By Isaac Saney
(January 15) – Today is the 225th anniversary of the beginning of one of the most significant and dramatic chapters in the historic efforts of Africans in the Americas to reconnect with – indeed, return to – Africa. It was – and is also – a profound example of the active and conscious historical agency of the oppressed and exploited in their struggle to assert their democratic rights and achieve self-determination.
On January 15th, 1792 15 ships departed from Halifax, Nova Scotia for Sierra Leone carrying 1,196 Black Nova Scotians, some 540 families. These courageous souls were part of the wave of the more than 3,500 of people of African descent – the Black Loyalists – who arrived in the Maritimes in the early 1780s in the wake of the American War of Independence. In return for their freedom, the Black Loyalists had served with the British military.
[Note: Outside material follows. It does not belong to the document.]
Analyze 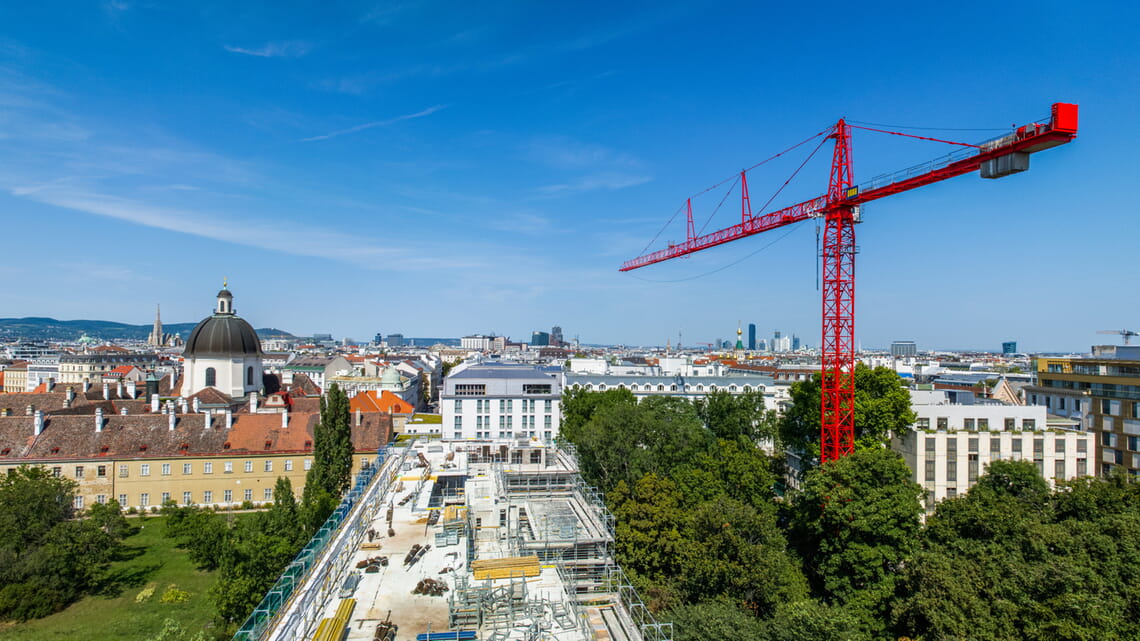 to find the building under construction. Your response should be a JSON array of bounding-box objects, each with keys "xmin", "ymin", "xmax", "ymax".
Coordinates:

In the wake of the British defeat, more than 35,000 refugees – the Loyalists – arrived in Nova Scotia, with the Black Loyalists accounting for approximately 10 per cent of that number. Facing a series of broken promises of land and freedom in Nova Scotia, suffering from disenfranchisement and segregation (including the July 26th, 1784 “race riot” in Shelburne), the Black Loyalists “voted with their feet” and set sail for Sierra Leone. Previously, they had petitioned Nova Scotia’s colonial government to no avail.
The various Black Loyalist communities then decided to send a representative – Thomas Peters – to London to make their case. It was in London, during his interaction with abolitionists that Peters learned of the possibility of leaving Nova Scotia and going the Sierra Leone.
Such was the importance of their labour to Nova Scotia (skilled artisans and craft-persons reduced to a pool of cheap labour) that several obstacles were put in their path by the colonial authorities. For example, Thomas Peters, a key – if not the key – organizer of the emigration, was beaten; disinformation was spread that the departing Black Loyalists would be re-enslaved in Africa, and proof was demanded that each emigrant was free of debt and not enslaved. In extreme cases, the documents were falsified to ensure people could not leave. This reflected the colonial concern to retain the services of skilled labourers at the lowest possible wage level.
The painting – View of the Colony of Sierra Leone Previous to the Transports Being Discharged, March 16, 1792 – depicts the ships that transported the Black Loyalists just after all the passengers had disembarked and all the supplies unloaded.